“This project has been created to highlight the age-old connection between agriculture and art, which nowadays regains its social relevance,” said Domitilla Calamai.
Not only is Calamai an olive oil sommelier and producer of the award-winning Osti olive oil, she is also writer of essays and novels like Blame it on Fidel, which was made into a movie.
We met her to talk about an exclusive event where extra virgin olive oil will meet art in one of the world’s most influential contemporary art fairs.
Frieze Masters will host its Culture of Italian Olive Oil event, featuring Italian producers who are passionate about art and agriculture in equal measure.
On October, 7 at Locanda Locatelli, the Italian restaurant in London awarded a Michelin star, a tasting of Italian extra virgin olive oils will underscore the close relationship between art and the world of agriculture.
Witnesses to this deep connection will be sixteen Italian manufacturers who are also collectors, artists, publishers, writers, architects, political scientists, filmmakers and landowners.
They include: Domitilla Calamai and Mattia Falchetto Osti, Giovanni and Patricia Aldobrandini, Matteo Boetti, Valentina Bruschi, Giuseppe Catalano di Melilli, Anna Federici and Roberto D’Agostino, Nina zu Fürstenberg and Giancarlo Bosetti, Giuseppe Gallo and Cristina Leonardi Gallo, Noëma and Klio Kosuth, Piervittorio Leopardi and Livia Berlingeri Leopardi, Peter Sartogo and Martina Mondadori Sartogo, Laura Einaudi and Bartolomeo Pietromarchi, Remo and Sally Salvadori, Bernardo and Costanza Scammacca del Murgo, Oliviero Toscani, and the host, the Chef Giorgio Locatelli.
The event, curated by the independent curator Cornelia Lauf, proposes a selection of excellent products that will be disclosed and expounded by Calamai and by the olive oil sommelier, biodynamic farmer and art collector, Anna Federici. They will reveal the characteristics and history of each producer, while introducing the participants to the secrets of a real tasting session, during which Murano glasses and ceramics made by artists, including Alan Belcher, Roberto Caracciolo, Manuel Gorkiewicz, Nicoletta Gualdi, Coralla Maiuri, Tristano di Robilant, will be used.
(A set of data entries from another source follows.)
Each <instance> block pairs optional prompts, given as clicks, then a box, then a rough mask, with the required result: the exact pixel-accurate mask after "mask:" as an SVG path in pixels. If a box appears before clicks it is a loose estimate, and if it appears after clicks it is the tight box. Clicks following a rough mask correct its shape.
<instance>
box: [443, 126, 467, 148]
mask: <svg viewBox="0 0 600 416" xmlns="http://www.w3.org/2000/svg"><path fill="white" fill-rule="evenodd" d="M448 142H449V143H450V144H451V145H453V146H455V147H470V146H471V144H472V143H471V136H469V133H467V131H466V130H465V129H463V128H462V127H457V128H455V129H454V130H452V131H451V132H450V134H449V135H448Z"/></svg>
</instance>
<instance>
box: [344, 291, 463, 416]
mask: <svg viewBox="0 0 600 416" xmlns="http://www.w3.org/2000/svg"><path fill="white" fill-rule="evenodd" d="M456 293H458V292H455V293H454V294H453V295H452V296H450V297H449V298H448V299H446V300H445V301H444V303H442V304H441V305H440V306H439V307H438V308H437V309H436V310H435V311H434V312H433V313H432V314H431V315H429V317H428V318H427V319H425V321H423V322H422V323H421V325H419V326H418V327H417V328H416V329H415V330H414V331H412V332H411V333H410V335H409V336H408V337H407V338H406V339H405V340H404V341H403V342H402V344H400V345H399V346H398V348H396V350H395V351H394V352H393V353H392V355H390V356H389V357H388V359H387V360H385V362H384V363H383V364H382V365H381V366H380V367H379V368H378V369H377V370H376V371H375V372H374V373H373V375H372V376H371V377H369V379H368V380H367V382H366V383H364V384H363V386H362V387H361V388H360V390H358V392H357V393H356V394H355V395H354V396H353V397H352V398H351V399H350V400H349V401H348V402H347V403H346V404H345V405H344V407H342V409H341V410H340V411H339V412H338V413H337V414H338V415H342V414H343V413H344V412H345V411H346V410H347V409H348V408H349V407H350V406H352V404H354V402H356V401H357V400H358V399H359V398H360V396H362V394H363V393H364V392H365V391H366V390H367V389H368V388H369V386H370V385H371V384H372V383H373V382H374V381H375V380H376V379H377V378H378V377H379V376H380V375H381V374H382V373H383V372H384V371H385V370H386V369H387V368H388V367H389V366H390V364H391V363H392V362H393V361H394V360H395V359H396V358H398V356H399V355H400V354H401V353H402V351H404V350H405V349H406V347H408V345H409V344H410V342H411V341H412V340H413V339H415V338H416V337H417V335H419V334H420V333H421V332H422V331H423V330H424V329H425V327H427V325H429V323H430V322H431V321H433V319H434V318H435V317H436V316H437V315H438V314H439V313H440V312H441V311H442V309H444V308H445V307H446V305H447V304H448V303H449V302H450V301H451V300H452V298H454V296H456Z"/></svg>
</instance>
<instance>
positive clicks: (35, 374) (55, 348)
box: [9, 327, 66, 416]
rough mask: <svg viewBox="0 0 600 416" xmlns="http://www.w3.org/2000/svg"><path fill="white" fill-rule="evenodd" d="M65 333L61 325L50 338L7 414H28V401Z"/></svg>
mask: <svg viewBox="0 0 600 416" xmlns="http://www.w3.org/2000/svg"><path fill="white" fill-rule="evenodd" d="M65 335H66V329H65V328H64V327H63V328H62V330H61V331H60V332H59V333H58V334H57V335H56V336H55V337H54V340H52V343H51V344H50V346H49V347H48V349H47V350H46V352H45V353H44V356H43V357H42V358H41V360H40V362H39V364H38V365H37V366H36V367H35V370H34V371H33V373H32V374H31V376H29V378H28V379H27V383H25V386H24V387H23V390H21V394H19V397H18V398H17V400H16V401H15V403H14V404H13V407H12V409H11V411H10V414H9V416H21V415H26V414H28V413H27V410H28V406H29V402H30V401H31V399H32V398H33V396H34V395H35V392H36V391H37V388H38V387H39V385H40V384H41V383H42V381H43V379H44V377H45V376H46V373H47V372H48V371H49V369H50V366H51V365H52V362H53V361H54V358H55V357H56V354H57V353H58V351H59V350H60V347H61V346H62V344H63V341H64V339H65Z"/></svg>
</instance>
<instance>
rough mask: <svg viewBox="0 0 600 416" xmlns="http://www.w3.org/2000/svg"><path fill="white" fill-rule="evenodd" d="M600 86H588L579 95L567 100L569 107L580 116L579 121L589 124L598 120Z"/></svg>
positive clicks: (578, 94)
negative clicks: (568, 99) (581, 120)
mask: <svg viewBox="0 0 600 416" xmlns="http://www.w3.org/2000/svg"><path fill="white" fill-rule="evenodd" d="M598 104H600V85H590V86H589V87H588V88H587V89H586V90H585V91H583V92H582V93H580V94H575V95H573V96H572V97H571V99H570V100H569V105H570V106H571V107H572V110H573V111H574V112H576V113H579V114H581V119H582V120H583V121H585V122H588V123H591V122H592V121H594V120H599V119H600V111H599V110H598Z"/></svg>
It will be a journey across Italy, the country with the largest number of olive varieties, which their peculiar flavors and aromas. Producers share the common mission to produce extra virgin olive oils of the highest quality, following sustainable practices, respecting and nurturing the territory, preserving a unique biodiversity in a mosaic where tradition and modernity coexist to enhance the beauty and uniqueness of Italian landscapes.
Cornelia Lauf proposed the union between EVOO and art “to emphasize the close link between the millennial culture of olive oil and the role of the producer, also a cultural protagonist.” All manufacturers present at the event are, in fact, cultural figures. Moreover, some adorn their labels with images created by artists like Alighiero Boetti, Emilio Corti, Giuseppe Gallo, William Kentridge, Joseph Kosuth, Ignazio Mortellaro, Remo Salvadori and others.
“The relationship with our land may be the last frontier of contemporary art,” the curatorial presentation reads, and then it quotes Joseph Beuys, who declared that “the defense of nature is anthropological action.”
“In effect, we have the social commitment of taking care of the world we live in,” Domitilla Calamai pointed out. “Managing my olive grove is a source of pride for me. At the core of the union between EVOO and art is the idea that art has also a function useful to convey a message of care and quality.”